My Dad used to tell this joke:
A horse walks into a bar and orders a drink. The bartender looks up and says "Jeez buddy, why the long face?"
My Dad used to tell this joke:
*Rimshot*
Thank you, thank you, I'll be here all week!
My Dad used to tell this joke:
A 3 legged dog walks into a bar; he say, I'm looking for the guy who shot my Paw...
My Dad used to tell this joke:
A Puppy walks into a bar to get his father's blue ribbon. The bartender asks, "What'll you have?" The puppy replies, "Pap's Blue Ribbon!"
The little moron was looking through a knothole in the privacy fence around a nudist colony. After seeing a gorgeous young woman inside he commented, "Boy, I'd like to see her in a tight sweater."

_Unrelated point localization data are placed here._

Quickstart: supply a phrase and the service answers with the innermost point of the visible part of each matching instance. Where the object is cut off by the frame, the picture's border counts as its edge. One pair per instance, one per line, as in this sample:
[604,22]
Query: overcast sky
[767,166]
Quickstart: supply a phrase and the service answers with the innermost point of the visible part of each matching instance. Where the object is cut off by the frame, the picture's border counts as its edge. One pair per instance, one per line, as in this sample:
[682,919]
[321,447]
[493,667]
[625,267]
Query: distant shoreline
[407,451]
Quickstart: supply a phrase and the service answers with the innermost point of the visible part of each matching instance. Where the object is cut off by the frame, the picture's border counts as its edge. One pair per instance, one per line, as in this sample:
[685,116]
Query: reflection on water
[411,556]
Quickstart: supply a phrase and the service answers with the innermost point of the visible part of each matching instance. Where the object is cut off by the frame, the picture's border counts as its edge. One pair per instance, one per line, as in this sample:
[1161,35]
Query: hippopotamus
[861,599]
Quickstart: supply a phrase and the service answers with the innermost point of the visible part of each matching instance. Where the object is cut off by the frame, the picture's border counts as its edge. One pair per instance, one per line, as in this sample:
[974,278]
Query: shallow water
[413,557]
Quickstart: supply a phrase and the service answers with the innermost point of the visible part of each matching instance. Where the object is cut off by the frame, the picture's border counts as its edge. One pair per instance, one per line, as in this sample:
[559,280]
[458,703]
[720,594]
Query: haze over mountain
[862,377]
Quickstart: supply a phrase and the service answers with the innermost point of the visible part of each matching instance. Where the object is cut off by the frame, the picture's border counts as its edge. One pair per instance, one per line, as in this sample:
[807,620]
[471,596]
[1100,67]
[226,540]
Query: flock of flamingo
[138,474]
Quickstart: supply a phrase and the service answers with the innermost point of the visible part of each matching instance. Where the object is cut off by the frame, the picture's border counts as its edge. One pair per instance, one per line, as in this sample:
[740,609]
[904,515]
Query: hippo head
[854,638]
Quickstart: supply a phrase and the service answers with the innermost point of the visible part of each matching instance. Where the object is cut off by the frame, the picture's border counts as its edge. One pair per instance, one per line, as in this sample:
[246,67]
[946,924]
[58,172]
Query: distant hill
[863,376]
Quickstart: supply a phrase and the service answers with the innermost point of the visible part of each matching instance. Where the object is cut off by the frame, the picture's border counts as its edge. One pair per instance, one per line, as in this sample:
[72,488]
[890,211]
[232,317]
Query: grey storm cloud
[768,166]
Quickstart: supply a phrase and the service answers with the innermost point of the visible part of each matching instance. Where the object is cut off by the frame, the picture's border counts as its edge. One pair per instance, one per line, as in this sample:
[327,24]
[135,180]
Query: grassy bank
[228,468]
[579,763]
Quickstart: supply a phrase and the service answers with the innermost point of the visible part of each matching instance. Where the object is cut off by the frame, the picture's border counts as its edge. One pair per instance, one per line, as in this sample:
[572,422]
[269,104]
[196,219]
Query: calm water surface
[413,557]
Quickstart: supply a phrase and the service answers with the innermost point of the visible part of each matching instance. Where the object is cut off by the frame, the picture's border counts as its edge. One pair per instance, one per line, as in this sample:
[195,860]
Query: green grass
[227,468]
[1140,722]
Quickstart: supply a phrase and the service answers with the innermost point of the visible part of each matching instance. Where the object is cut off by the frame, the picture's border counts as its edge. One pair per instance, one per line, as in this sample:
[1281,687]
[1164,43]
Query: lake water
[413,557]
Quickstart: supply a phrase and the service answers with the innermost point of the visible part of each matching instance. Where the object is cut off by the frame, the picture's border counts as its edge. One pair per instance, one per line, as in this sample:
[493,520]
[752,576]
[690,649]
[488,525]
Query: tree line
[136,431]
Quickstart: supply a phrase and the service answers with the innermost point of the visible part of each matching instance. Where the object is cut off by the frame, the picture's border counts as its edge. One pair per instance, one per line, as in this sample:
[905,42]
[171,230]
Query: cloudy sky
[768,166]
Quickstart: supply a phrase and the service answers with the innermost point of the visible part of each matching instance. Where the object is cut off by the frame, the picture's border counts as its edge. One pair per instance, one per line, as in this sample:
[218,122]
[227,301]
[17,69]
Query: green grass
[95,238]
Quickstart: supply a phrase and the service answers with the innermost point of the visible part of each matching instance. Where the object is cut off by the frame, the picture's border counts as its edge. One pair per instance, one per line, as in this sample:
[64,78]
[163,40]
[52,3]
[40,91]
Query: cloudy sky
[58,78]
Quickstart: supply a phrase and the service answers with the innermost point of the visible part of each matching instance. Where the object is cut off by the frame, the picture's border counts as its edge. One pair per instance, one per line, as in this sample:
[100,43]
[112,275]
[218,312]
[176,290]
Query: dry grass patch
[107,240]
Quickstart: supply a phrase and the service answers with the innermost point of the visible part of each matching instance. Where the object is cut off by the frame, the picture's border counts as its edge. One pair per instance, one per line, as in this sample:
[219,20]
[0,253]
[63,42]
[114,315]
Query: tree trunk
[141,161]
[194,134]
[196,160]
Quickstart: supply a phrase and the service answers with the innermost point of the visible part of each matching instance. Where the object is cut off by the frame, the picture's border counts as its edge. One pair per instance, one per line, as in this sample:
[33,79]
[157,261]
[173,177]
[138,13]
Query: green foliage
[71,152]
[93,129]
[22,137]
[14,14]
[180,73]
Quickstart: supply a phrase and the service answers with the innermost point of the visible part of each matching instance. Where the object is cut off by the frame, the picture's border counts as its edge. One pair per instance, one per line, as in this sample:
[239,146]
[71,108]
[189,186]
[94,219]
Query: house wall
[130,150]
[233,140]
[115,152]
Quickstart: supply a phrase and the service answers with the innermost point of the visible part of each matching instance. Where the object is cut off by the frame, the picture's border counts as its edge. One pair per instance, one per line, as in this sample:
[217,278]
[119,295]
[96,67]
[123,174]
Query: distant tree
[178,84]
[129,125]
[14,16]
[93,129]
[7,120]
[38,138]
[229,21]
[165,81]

So this grashopper walks into a bar and orders a drink, the bartender says "hey, we have a drink named after you!"
The grashopper looks up and says "You have a drink named Steve?"
Yo mama so stinky she uses Right Guard and Left Guard.
Yo mama's house so dirty that people have to wipe their feet to go outside.
Yo mama is so slow it takes her two hours to watch 60 Minutes
A hydrogen atom walks into a bar,
'I've lost an electron'
'You sure about that?'
'Yup, I'm positive!'
Judge: Look here Mickey Mouse, I cannot grant you a divorce from Minnie.
Mickey (stunned): Why not?
Judge: I have reviewed all the information you gave the court, but I can't find any evidence at all to support the grounds that she is crazy.
Mickey (exasperated): Your honor! I didn't say she was crazy...
I said she was f%&king Goofy!
Donald Duck went to his neighborhood drug store to buy his first condom. Being a duck, and not really knowing what they are, he wanted to be as discreet as possible so he asked to speak to the pharmacist in private. The pharmacist being sensitive to Donalds situation, took him in his office and gave him a brief instruction on the use. When he was finished Donald went up to the register to check out. The young cashier rang him up and said that will be $4.95 plus tax, would you like me to just put this on your bill? Donald replied: Tax!! I thought they rolled on, and heck no I dont want it on my bill. What kind of duck do you think I am?